Fulkari semblait avoir du mal à le croire. Cela lui paraissait une chose bien inoffensive à reconnaître, mais Keltryn se retrouva en train de souhaiter pouvoir ravaler ses paroles. Elle se sentit rougir des pieds à la tête. Honteuse de son innocence, honteuse d’être ainsi nue devant sa propre sœur, honteuse de la finesse de ses cuisses, de ses fesses plates de garçon, de la maigreur de ses petits seins hauts. Fulkari, assise là en face d’elle, semblait par comparaison une déesse de la féminité.
Mais le ton de Fulkari était doux, aimant et tendre lorsqu’elle lui répondit.
— Je dois te dire que c’est une réelle surprise. Quelqu’un d’aussi ouvert et plein d’allant que toi… qui prend des cours d’escrime avec une bande de garçons, pas moins… Je me disais, certainement, elle a dû sortir avec deux ou trois maintenant, peut-être même plus. Keltryn fit signe que non.
— Non. Pas un. Absolument personne.
— Ne crois-tu pas qu’il soit temps, alors ? demanda Fulkari, les yeux pétillants.
— Je n’ai que dix-sept ans, Fulkari.
— J’avais seize ans, la première fois. Et je pensais avoir démarré tard.
— Seize ans. Eh bien !
Keltryn secoua la tête, faisant tomber des gouttes de ses boucles roux doré.
— Mais nous avons toujours été différentes, toi et moi.
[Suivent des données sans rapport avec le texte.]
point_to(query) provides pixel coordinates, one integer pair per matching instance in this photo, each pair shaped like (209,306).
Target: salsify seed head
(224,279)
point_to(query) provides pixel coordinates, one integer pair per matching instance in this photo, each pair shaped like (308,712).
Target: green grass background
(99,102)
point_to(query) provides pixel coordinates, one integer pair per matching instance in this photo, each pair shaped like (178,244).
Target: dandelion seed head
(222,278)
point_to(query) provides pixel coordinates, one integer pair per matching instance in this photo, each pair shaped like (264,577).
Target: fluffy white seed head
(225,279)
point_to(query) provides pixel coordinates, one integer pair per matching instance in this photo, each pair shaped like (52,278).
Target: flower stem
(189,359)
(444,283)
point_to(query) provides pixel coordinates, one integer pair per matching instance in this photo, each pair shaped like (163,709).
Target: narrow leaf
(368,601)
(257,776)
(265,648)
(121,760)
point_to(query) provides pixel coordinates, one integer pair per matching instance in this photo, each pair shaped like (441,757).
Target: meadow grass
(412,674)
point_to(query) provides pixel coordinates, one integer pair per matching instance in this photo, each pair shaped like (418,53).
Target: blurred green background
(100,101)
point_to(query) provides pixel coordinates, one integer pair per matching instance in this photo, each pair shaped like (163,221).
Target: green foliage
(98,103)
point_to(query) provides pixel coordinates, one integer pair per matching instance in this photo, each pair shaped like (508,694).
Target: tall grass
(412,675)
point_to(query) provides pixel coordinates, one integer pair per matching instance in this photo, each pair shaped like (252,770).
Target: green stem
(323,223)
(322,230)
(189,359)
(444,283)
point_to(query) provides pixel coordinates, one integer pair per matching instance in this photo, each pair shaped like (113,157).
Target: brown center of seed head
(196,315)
Je suis beaucoup plus garçon manqué que tu ne l’as jamais été, je parie.
Elle se pencha tout près de Fulkari et demanda à voix basse :
— Qui était-ce ?
— Madjegau.
— Madjegau ?
Le nom jaillit en un cri si railleur qu’elle mit la main sur sa bouche.
— Mais c’était un tel… cornichon, Fulkari !
— Bien sûr qu’il l’était. Mais ils peuvent être des cornichons tout en étant très séduisants, tu sais. Particulièrement quand on a seize ans.
— Je n’ai jamais trouvé d’attraits aux cornichons, je dois l’avouer.
— Tu ne peux pas comprendre. C’est une question d’hormones. J’avais seize ans et j’étais mûre pour cela, Madjegau était grand et beau, et il était au bon endroit au bon moment, et… eh bien…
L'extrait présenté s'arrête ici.